As a matter of fact, as Beck told me when I asked him about the article — and as he said he told Hirschfeld Davis — he formed NumbersUSA shortly after Jordan died in 1996 because he wanted to be an advocate for her policies.
That is a fact that should leap from any profile of Roy Beck. Unfortunately, the hole in Hirschfeld Beck's story has plenty of journalistic company. To paraphrase a line from Waiting for Godot, there has been no lack of journalistic void.
Beck said he explains Barbara Jordan's influence every time he has a substantial conversation with a reporter. The full context of his remarks is important, so here is a transcript:
I explain to them that I started NumbersUSA specifically to carry out the recommendations of the Jordan Commission, that I formed the organization a few months after she died. I always explain that the Jordan Commission is central to what NumbersUSA is, that what we are advocating is not on some ideological fringe.
I don't believe any reporter has ever reported that. I've thought about it. I've wondered: Why is that? It's not as if the reporters are part of a conspiracy, where they meet and decide what not to report. But I think it's interesting. As a former reporter, I think it's interesting that a group that is primarily working with conservative Republicans started off with someone like Barbara Jordan. And I've wondered why it doesn't get reported.

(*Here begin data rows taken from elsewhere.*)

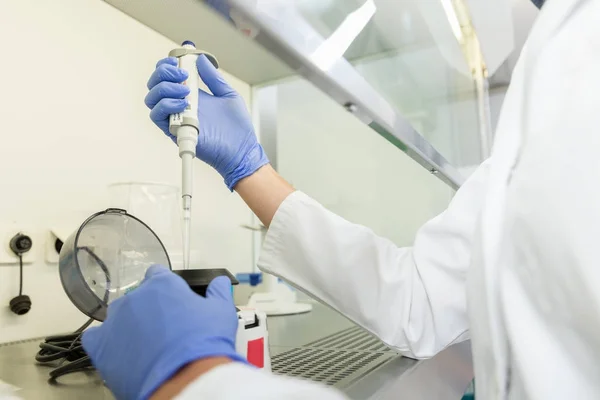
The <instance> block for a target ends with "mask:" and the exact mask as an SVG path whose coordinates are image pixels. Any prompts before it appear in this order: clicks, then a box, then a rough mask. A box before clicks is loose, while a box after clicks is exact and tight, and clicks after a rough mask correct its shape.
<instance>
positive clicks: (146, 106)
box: [144, 82, 190, 109]
mask: <svg viewBox="0 0 600 400" xmlns="http://www.w3.org/2000/svg"><path fill="white" fill-rule="evenodd" d="M188 94H190V89H189V88H188V87H187V86H184V85H182V84H180V83H173V82H160V83H159V84H157V85H156V86H154V87H153V88H152V89H150V91H149V92H148V94H147V95H146V98H145V99H144V103H146V107H148V108H150V109H151V108H153V107H154V106H155V105H156V104H157V103H158V102H159V101H161V100H162V99H183V98H185V96H187V95H188Z"/></svg>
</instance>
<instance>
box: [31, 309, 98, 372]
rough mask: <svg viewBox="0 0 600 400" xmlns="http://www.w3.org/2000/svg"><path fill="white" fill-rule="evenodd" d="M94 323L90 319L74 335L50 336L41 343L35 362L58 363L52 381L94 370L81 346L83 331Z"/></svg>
mask: <svg viewBox="0 0 600 400" xmlns="http://www.w3.org/2000/svg"><path fill="white" fill-rule="evenodd" d="M92 321H93V319H91V318H90V319H89V320H88V321H87V322H86V323H85V324H83V325H82V326H81V327H79V328H78V329H77V330H76V331H75V332H73V333H70V334H66V335H56V336H48V337H47V338H46V339H45V340H44V342H43V343H40V351H39V352H38V353H37V354H36V356H35V360H36V361H37V362H38V363H40V364H50V365H54V364H55V363H56V362H58V366H57V367H56V368H54V369H53V370H52V371H50V380H55V379H57V378H58V377H60V376H63V375H66V374H70V373H72V372H80V371H87V370H90V369H93V368H94V367H93V365H92V362H91V360H90V357H89V356H88V355H87V353H86V352H85V350H84V349H83V345H82V344H81V336H82V335H83V331H85V330H86V329H87V327H89V326H90V324H91V323H92ZM65 363H66V364H65Z"/></svg>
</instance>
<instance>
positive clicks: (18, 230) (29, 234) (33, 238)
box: [0, 224, 39, 267]
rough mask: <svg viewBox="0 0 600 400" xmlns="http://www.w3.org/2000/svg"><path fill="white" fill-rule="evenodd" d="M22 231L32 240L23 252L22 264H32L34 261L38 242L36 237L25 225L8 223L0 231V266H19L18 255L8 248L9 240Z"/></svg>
mask: <svg viewBox="0 0 600 400" xmlns="http://www.w3.org/2000/svg"><path fill="white" fill-rule="evenodd" d="M17 233H23V234H25V235H27V236H29V237H31V240H32V247H31V250H29V251H28V252H27V253H25V254H23V265H26V264H33V263H34V262H35V253H36V251H37V247H39V243H36V238H35V237H34V236H33V235H32V234H31V231H30V230H28V229H26V227H22V226H19V225H18V224H10V225H9V226H8V227H6V229H4V230H3V231H0V240H1V241H2V243H0V266H12V267H15V266H16V267H18V266H19V257H18V256H17V255H16V254H15V253H13V251H12V250H11V249H10V245H9V244H10V240H11V239H12V238H13V237H14V236H15V235H16V234H17Z"/></svg>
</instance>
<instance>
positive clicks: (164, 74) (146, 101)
mask: <svg viewBox="0 0 600 400" xmlns="http://www.w3.org/2000/svg"><path fill="white" fill-rule="evenodd" d="M196 66H197V67H198V74H199V75H200V78H201V79H202V81H203V82H204V83H205V84H206V86H207V87H208V88H209V89H210V91H211V92H212V95H211V94H209V93H206V92H204V91H203V90H200V91H199V93H198V121H199V122H200V132H199V133H198V146H197V147H196V156H197V157H198V158H199V159H201V160H202V161H204V162H206V163H207V164H209V165H211V166H212V167H213V168H214V169H216V170H217V172H218V173H219V174H221V176H222V177H223V179H225V184H226V185H227V187H228V188H229V190H233V187H234V186H235V185H236V184H237V183H238V181H239V180H240V179H242V178H245V177H247V176H250V175H252V174H253V173H254V172H256V170H257V169H259V168H260V167H262V166H263V165H265V164H268V163H269V159H268V158H267V156H266V155H265V152H264V151H263V148H262V146H261V145H260V144H259V143H258V141H257V139H256V134H255V133H254V127H253V126H252V122H251V121H250V115H249V114H248V110H246V105H245V104H244V100H243V99H242V98H241V97H240V95H239V94H238V93H237V92H236V91H235V90H233V89H232V88H231V86H229V84H227V82H225V80H224V79H223V77H222V76H221V74H220V73H219V71H217V69H216V68H215V67H214V66H213V65H212V64H211V63H210V61H208V59H207V58H206V57H205V56H200V57H198V61H197V62H196ZM186 78H187V73H186V72H185V71H184V70H181V69H179V68H177V60H176V59H175V58H165V59H163V60H161V61H159V62H158V64H157V66H156V70H155V71H154V73H153V74H152V76H151V77H150V80H149V81H148V89H150V92H149V93H148V95H147V96H146V99H145V102H146V105H147V106H148V107H149V108H150V109H151V110H152V111H151V112H150V119H152V121H154V123H155V124H156V125H157V126H158V127H159V128H160V129H162V131H163V132H164V133H165V134H166V135H167V136H169V137H171V138H172V139H174V141H175V138H174V137H173V135H171V134H170V133H169V115H171V114H175V113H179V112H182V111H183V110H184V108H185V106H186V101H185V100H184V98H185V96H187V94H188V93H189V89H188V88H187V87H186V86H184V85H182V84H180V82H183V81H184V80H185V79H186Z"/></svg>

I came to the conclusion that it creates a cognitive disconnect and that most reporters, almost regardless of their own ideology, want to compartmentalize everything. They see immigration as a story of liberals who want more immigration and conservatives who want less. So when you see an organization like ours, you think it's a conservative organization. And when you hear that a black civil rights leader had a tremendous influence on us, there is some kind of disconnect, especially when you compare that with what comes out of the SPLC. Maybe it's some unconscious thing in reporters' minds where they just don't hear it, or they slough it off. I think that's unfortunate.
Here's a thought I will add to Beck's: Maybe the reporters were talking to Roy Beck with their minds closed. Why go for complexity and nuance when you can quote Heidi Beirich, the Church Lady of the SPLC, about evil and hatred.